Nous venons de voir que langage et automates sont utilisés pour générer des programmes et pour comprendre le langage naturel. Cependant, ce ne sont certainement pas les seules utilisations possibles.
Les automates sont aussi souvent utilisés pour modéliser des phénomènes naturels liés au comportement. En particuliers, ils permettent de modéliser des connaissances complexes ainsi que des règles de comportement dépendant d'événement <<extérieurs>>. Pour cela, il est possible d'utiliser des réseaux de Pétri. En particulier, les modèles de comportement en animation se basent sur des graphes d'événements.
Dans certains cas, le comportement est aussi lié à des paramètres stochastiques. Aussi, lorsque l'automate n'est pas déterministe, il est parfois associé aux transitions sur un même symbole (ou événement) un paramètre probabiliste : ce sont les automates stockastiques ou chaînes de Markov. Ces automates permettent, en particulier, de modéliser la gestion de files d'attentes...

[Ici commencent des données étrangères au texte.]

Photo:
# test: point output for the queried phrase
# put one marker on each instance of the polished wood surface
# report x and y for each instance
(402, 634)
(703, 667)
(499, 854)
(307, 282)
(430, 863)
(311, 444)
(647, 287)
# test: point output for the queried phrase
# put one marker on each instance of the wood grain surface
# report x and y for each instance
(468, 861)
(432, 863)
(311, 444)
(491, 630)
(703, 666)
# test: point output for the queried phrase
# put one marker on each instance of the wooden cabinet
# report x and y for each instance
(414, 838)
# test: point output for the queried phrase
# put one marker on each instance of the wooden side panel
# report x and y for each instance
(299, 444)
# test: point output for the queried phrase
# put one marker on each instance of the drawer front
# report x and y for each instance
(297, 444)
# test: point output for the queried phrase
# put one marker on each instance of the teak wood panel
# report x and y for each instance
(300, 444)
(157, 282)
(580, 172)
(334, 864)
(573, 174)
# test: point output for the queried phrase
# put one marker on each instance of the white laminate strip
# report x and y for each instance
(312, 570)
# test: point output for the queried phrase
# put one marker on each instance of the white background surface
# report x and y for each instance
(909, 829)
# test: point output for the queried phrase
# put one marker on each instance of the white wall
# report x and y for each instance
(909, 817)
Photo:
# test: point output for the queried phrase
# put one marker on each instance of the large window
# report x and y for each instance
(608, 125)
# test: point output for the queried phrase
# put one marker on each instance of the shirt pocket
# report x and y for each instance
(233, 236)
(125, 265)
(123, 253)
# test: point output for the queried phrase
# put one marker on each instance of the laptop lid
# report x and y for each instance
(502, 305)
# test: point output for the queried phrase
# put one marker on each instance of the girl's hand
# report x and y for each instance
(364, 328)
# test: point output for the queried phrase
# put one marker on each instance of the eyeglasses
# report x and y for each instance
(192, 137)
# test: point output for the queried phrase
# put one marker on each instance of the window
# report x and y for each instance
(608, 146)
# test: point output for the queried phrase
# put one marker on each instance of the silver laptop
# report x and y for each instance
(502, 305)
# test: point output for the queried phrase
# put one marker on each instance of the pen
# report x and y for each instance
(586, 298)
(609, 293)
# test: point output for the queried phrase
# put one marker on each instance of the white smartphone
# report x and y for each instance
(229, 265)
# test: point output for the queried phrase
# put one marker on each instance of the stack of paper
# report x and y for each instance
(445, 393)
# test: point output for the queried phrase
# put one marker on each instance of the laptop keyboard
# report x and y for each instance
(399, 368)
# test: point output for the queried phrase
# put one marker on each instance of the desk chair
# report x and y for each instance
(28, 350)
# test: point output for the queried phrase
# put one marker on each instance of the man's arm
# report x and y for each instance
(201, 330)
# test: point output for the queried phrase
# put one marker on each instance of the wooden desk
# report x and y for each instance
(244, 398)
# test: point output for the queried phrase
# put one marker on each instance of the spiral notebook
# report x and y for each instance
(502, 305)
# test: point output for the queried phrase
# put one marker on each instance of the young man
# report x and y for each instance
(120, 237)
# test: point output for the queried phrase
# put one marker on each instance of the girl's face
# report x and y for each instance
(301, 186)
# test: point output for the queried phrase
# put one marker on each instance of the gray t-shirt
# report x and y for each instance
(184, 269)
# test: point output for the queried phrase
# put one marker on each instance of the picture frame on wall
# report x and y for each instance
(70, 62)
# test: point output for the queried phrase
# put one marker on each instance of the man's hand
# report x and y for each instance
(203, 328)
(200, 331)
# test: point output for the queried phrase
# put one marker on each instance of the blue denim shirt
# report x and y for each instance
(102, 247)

Les automates sont aussi utilisés en modélisation et conception de systèmes. Une modélisation OMT ou UML consiste non seulement en une description des objets mis en jeu mais aussi leurs relations vis-à-vis des divers évènements.
Toujours lié au comportement de systèmes, on trouve des applications des automates pour la gestion du dialogue Homme-Machine et pour la conception de jeux.